State accepts $1.25 million bid for tourism center property
Area News-- State and federal authorities have accepted a $1.25 million bid for the 16-acre tourism center property on Interstate 94 in Hudson, according to one of the partners in the purchase.
By: Randy Hanson, Pierce County Herald
State and federal authorities have accepted a $1.25 million bid for the 16-acre tourism center property on Interstate 94 in Hudson, according to one of the partners in the purchase.
Commercial real estate developer David Robson said last Friday that Hudson Holdings LLC received a letter in late March saying that Gov. Scott Walker, Wisconsin Department of Transportation Secretary Mark Gottlieb and the Federal Highway Administration had signed off on the transaction.
Hudson Holdings submitted the high bid for the tourism center when the Wisconsin DOT put it up for auction last fall.
The center had been vacant since the state closed it in May of 2009. The reason given for the closure was that the Hudson tourism center didn’t have enough traffic.
Visits to the center declined after it lost its direct access to I-94 when the Carmichael Road interchange opened in 1991. The property is now accessed from Crest View Drive.
Robson said Hudson Holdings will close on the purchase of the tourism center “fairly soon” and then move forward with developing a plan for the property.
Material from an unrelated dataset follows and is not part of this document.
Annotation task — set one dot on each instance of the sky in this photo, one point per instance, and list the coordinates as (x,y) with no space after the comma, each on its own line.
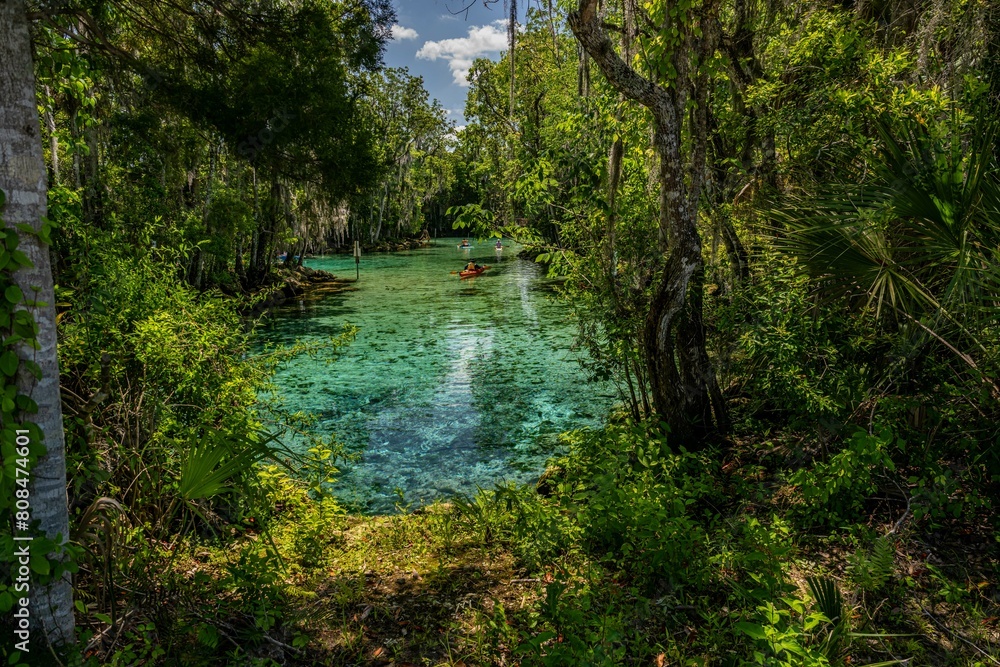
(439,45)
He said the partners don’t have specific plans for it as of yet.
The preliminary plan, Robson said, is to create a commercial development similar to the Ban Tara commercial area on the east side of Carmichael Road south of I-94.
The partners may also reserve some property for public use, such as a UW-River Falls building and an express bus center.
Robson said the partners have met with UW-River Falls and city of Hudson officials about the property. The university is interested in the property, he said.
He said he didn’t know if the Twin Cities Metropolitan Council has considered the property as a possible site of a mass transit hub.
“Time will tell,” Robson said of the ultimate uses of the 16 acres.
Randy Hanson is assistant editor for the Hudson Star-Observer.